While great advances in wireless technologies continue apace, enterprise users are still faced with the dilemma of incompatible wireless modes in the local and wireless area networks (Lans and Wans).
The incompatibility makes it more expensive to invest in such technologies for the enterprise as no technology spans both types of network. This poses the question of how to join these mismatched technologies together.
Recently, Nokia announced it was rolling out a combined GPRS-IEEE 802.11 wireless Lan (Wlan) card. In conjunction with Sonera, the incumbent Finnish telco, it is piloting Wlan roaming based on GSM technology.
Users install their Sim card inside an 802.11b Wlan card in a laptop, allowing them to roam onto a Wlan hotspot provided by GSM operators. Putting a Sim inside a Wlan card allows users to access the data channel of the GPRS Wan service when out of range of a hotspot.
This gives users wireless broadband services in hotspots provided by the telco. 'WGates', as Sonera calls them, have been installed in airports, hotels and conference centres around Finland.
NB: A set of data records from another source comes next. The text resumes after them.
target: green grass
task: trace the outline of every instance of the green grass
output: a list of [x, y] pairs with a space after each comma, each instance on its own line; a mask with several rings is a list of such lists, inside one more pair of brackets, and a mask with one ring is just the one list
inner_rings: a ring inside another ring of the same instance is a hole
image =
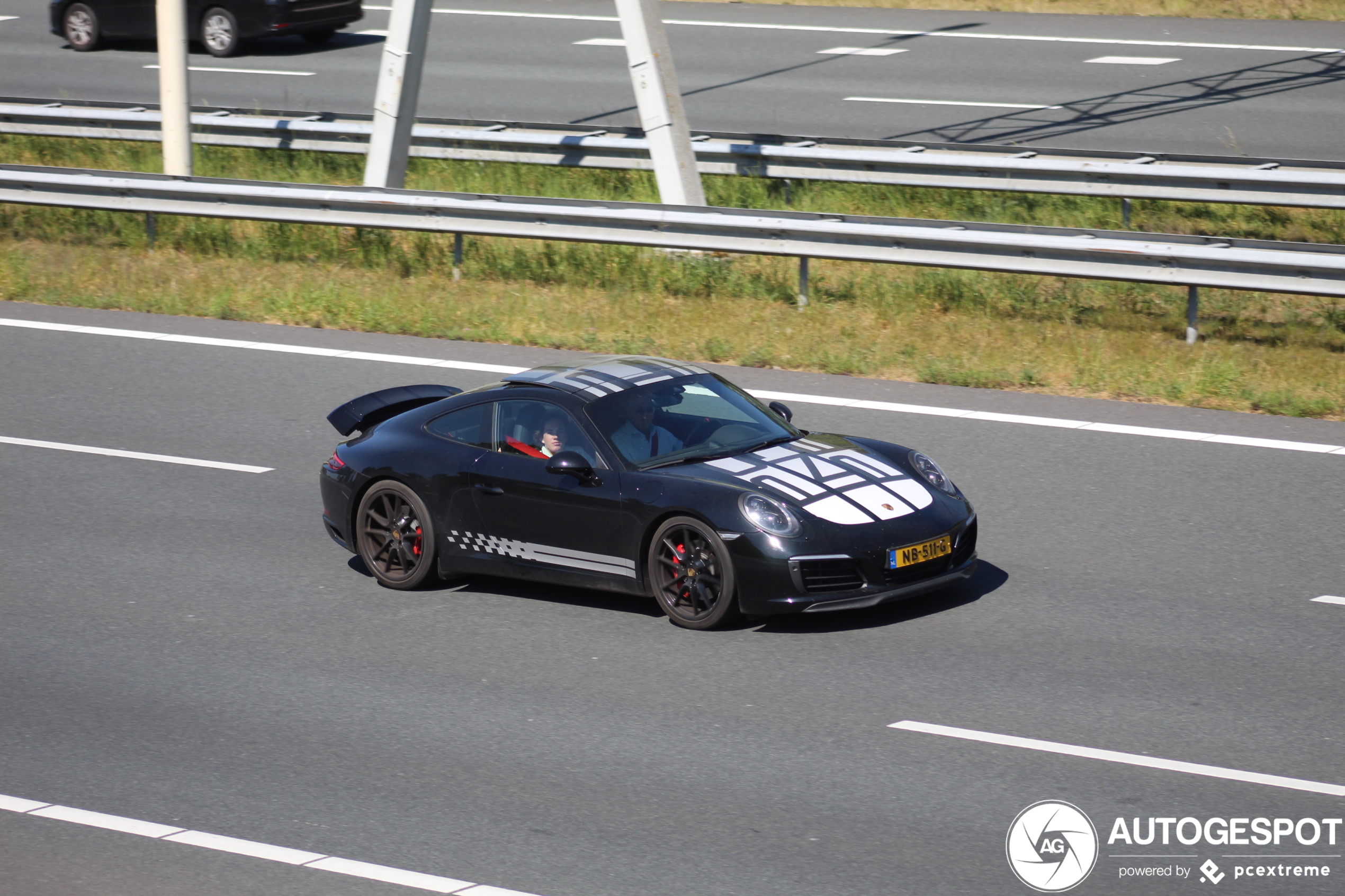
[[[156, 171], [157, 146], [0, 137], [0, 159]], [[358, 184], [363, 157], [198, 148], [203, 176]], [[644, 172], [413, 160], [409, 187], [654, 201]], [[783, 207], [780, 184], [709, 177], [720, 206]], [[1114, 200], [800, 183], [794, 208], [1119, 228]], [[1135, 203], [1141, 230], [1345, 242], [1334, 211]], [[264, 222], [0, 206], [0, 297], [95, 308], [654, 352], [958, 386], [1345, 416], [1345, 304], [1202, 290], [1202, 334], [1181, 341], [1185, 290], [623, 246], [452, 238]]]

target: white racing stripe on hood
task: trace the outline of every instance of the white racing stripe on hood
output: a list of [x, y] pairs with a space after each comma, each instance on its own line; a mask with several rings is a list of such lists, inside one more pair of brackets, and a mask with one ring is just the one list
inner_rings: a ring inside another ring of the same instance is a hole
[[894, 520], [933, 504], [933, 496], [920, 482], [854, 449], [799, 454], [779, 445], [706, 463], [799, 501], [812, 516], [839, 525]]

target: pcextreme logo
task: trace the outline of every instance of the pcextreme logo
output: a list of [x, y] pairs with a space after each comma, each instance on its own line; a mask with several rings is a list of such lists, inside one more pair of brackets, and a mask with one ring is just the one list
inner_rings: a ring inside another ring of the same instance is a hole
[[1044, 799], [1018, 813], [1005, 838], [1009, 868], [1041, 893], [1061, 893], [1098, 864], [1098, 829], [1081, 809]]

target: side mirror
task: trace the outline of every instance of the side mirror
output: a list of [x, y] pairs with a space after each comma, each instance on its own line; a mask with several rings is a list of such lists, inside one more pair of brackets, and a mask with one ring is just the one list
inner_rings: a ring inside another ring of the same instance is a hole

Worldwide, 6,000 Wlan areas now exist but most of these are private. Public Wlan areas are being launched by telcos to complement GPRS and third-generation (3G) services with their lower bandwidths and greater mobility.
Adding GPRS to Wlan has been pretty straightforward. Adding a Wlan connection to a GPRS phone is the next obvious target, although it is still some way off in the distance.
This points to a future where fast Wlan broadband access is available in public places for business users with slower GSM coverage elsewhere. Service availability may be linked to the rollout of 3G networks to get customers interested in broadband wireless access.
Bernt Ostergaard, director of Giga Research, believes that these wireless hotspots will satisfy some of the expectations that 3G won't for some time. "To meet this hype or disappointment factor, it is encouraging to see the Wlan people actually moving ahead at a very nice clip," he said.
He thought it would not be a ubiquitous service the way that GSM is at present. Public wireless access has been tried in the past when the French launched a similar technology in the 1980s called 'bebop'. "It didn't really fly, as business users didn't want to feel like they are in a phone box environment," Ostergaard said.
New Wlan services areas could be cheap to deploy. "It wouldn't cost a small hotel much, if it had a DSL connection, to add this facility. The price has gone down and performance has gone up," he explained.